5. Block email with a MAIL FROM address @hexillion.com. This will shut out all HexValidEmail users, even the many legitimate ones, until they change the default MAIL FROM address. This will also block email from us and prevent us from helping you resolve the problem via email.

As you can see, none of these methods is bulletproof. Furthermore, approaches 4 and 5 can cause collateral damage without actually improving effectiveness. In general, the best approach is to concentrate on blocking IP addresses.

• It is impossible for HexValidEmail to reliably auto-detect the user's domain and email address.
• HexValidEmail has to allow for special circumstances (e.g., bounce message processing) that may require an adjustment of the HELO domain or the MAIL FROM address 

Therefore:

• HexValidEmail must offer a way for users to set the HELO domain and MAIL FROM address
• HexValidEmail cannot possibly verify or enforce what a user enters--it could be his information or someone else's

• HexValidEmail is not designed for spammers. Because it is just a component and not a standalone application, it requires additional software development. Also, it is designed for checking only one address at time and is not efficient for bulk harvesting. Thus, it is not the ideal tool for spammers when there are standalone bulk alternatives readily available.
• Our license agreement forbids abuse
• We have made a strong effort to communicate with both mail administrators and our customers to avoid and resolve conflicts. As of this writing, none of our competitors has even come close to making a similar effort.

If you think about it, any email software can be used for spam. The mere fact that spammers can use a software package doesn't mean it is designed for them, has no legitimate use, and should be discarded.

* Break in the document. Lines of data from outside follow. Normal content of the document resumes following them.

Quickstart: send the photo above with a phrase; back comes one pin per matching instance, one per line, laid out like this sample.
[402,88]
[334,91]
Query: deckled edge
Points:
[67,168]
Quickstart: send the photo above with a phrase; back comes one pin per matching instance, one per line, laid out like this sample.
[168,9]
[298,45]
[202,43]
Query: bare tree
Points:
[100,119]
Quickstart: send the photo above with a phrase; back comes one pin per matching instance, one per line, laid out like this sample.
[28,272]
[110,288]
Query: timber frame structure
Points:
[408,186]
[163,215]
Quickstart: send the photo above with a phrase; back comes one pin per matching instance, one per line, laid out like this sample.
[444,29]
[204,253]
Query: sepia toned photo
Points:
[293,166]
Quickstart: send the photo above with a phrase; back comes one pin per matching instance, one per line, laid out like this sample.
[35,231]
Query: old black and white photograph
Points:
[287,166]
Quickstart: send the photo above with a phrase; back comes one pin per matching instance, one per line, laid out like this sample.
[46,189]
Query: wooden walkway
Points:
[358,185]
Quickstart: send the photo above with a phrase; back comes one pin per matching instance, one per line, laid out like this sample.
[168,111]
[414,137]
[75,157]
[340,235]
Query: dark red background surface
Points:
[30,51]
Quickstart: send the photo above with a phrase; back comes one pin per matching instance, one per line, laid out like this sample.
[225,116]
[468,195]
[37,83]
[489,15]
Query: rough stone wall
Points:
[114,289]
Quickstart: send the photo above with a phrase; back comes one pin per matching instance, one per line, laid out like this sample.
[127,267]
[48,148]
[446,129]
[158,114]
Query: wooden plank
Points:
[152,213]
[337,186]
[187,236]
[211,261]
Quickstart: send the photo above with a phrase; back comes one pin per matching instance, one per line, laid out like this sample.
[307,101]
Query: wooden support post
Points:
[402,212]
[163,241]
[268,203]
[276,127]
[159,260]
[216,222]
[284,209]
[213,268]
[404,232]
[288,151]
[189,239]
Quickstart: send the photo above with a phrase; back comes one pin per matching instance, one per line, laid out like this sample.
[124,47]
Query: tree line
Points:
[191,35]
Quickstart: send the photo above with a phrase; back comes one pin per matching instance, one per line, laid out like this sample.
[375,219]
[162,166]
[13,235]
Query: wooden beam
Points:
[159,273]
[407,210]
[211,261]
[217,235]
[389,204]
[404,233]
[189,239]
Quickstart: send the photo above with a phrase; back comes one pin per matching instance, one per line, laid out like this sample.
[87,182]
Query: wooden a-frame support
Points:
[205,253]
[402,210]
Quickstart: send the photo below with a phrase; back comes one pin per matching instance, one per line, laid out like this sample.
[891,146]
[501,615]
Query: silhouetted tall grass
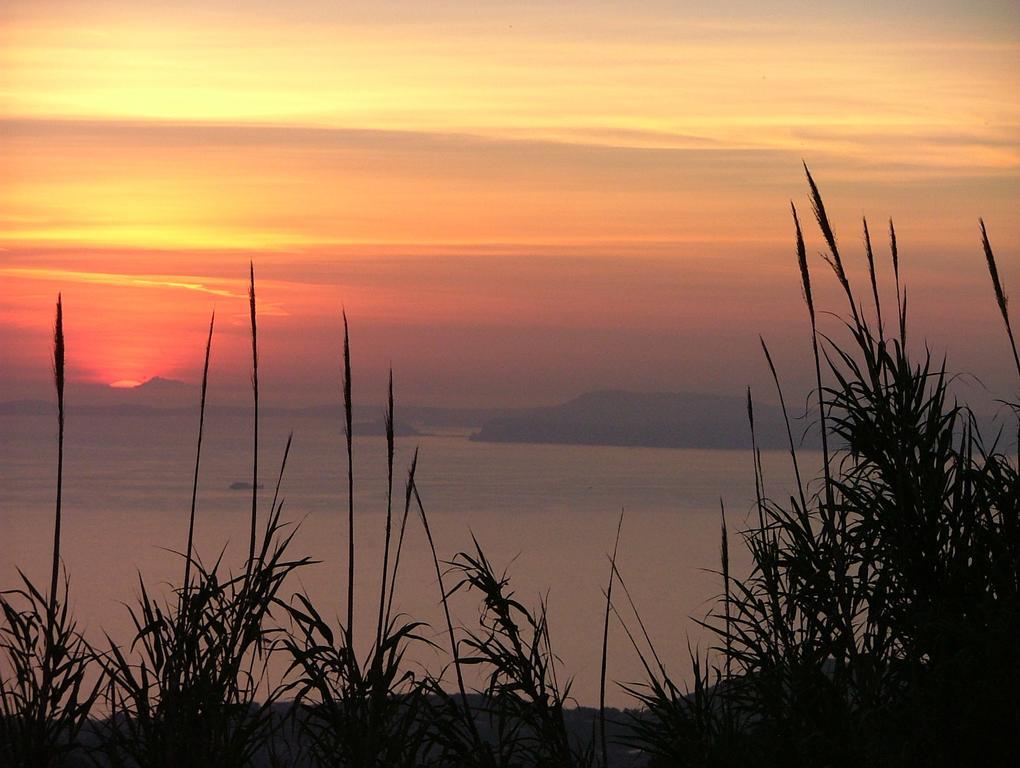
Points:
[876,625]
[46,688]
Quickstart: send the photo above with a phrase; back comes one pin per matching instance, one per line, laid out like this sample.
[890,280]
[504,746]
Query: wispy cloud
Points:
[112,278]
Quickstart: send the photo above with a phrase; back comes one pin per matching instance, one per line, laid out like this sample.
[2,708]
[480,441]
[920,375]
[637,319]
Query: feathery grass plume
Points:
[835,261]
[251,306]
[349,433]
[388,421]
[1001,299]
[45,663]
[901,306]
[605,647]
[802,261]
[198,459]
[871,627]
[871,273]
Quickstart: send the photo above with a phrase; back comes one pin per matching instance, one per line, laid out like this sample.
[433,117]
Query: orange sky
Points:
[516,202]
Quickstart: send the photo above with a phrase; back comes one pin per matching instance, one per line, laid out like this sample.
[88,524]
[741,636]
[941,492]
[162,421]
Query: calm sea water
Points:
[547,513]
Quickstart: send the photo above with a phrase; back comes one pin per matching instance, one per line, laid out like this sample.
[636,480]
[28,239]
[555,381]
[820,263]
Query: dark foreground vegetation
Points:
[877,625]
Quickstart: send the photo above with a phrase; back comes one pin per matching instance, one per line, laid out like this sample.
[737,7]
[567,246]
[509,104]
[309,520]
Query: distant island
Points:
[643,419]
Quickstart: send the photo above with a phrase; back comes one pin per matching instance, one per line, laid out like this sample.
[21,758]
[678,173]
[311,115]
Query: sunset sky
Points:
[515,202]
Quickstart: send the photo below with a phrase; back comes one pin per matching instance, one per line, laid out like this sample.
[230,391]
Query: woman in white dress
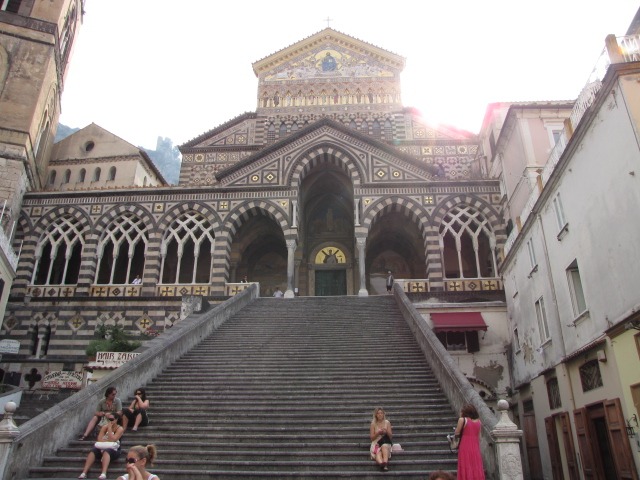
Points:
[138,458]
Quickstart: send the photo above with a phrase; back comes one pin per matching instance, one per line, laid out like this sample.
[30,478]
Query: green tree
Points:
[167,159]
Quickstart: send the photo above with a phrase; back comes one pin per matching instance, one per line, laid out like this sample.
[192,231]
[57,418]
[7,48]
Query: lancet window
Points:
[121,250]
[376,130]
[59,252]
[187,250]
[467,244]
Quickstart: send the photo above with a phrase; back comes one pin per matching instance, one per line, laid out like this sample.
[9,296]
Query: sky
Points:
[148,68]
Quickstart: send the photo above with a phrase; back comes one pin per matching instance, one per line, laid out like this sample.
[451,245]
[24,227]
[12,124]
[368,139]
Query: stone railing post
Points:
[361,243]
[506,437]
[8,432]
[291,252]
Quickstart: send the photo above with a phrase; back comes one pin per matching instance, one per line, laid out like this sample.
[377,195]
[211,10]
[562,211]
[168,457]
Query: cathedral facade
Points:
[330,184]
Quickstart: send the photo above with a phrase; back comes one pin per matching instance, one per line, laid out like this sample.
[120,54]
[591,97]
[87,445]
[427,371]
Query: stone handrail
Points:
[5,245]
[56,427]
[453,383]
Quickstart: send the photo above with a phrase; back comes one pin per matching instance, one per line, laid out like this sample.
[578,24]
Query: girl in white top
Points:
[138,458]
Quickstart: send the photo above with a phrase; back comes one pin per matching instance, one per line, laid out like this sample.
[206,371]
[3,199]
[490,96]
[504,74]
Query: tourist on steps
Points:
[138,458]
[441,475]
[381,434]
[110,432]
[137,411]
[110,404]
[469,456]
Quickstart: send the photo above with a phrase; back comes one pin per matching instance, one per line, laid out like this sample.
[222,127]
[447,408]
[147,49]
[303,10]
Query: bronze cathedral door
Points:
[331,282]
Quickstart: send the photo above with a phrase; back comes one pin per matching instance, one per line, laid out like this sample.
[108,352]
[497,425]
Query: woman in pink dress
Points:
[469,457]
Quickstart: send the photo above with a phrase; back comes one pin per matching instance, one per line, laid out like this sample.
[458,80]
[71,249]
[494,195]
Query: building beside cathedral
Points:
[501,239]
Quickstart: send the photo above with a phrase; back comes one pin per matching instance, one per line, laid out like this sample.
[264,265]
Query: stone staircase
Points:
[286,389]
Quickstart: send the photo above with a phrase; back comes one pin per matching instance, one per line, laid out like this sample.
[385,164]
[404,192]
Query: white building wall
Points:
[600,197]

• We could use someone else's domain and email address (as at least one of our competitors does), thus shifting any suspicion to an innocent party
• We could leave the defaults blank, forcing our users to enter something before HexValidEmail will work. Our customers are generally not SMTP experts, so they will not expect or understand the need for this information without up-front education. This would lower customer satisfaction, increase our costs, and put us at a competitive disadvantage. The whole point of a component like HexValidEmail is to take the burdens of such details off the shoulders of our customers.
• We could try to live a 100% safe life, kill the product, and go home.

By using our own domain and email address, we:

• Ensure the best possible "out of box" experience for our customers
• Have a chance of being notified when someone abuses HexValidEmail

1. With all the variations in SMTP message text and response codes, it is difficult to reliably detect the name and version of server software
2. Why should we go to the trouble of detecting and avoiding a particular MTA when doing so primarily diminishes the value of our software?

Many companies will never accept having to send a confirmation email every time they collect an email address. It's hard enough to get people to provide contact information without adding hassle (and system complexity, and additional points of failure) to the process. Also, many users would tire of having to confirm every time. And novice users just wouldn't understand the process. Requiring confirmation is an example of trading user-friendliness for security, and many system designers will favor user-friendliness.

Also, confirming an email address at collection time doesn't mean the address will still be good in three months. Addresses go stale all the time. Sending additional confirmation emails periodically would add to everyone's email clutter, incur additional expenses, and in some cases be completely inappropriate. For example, some companies may simply want stats on the "decay" of their lists or a technical evaluation of a list they've rented.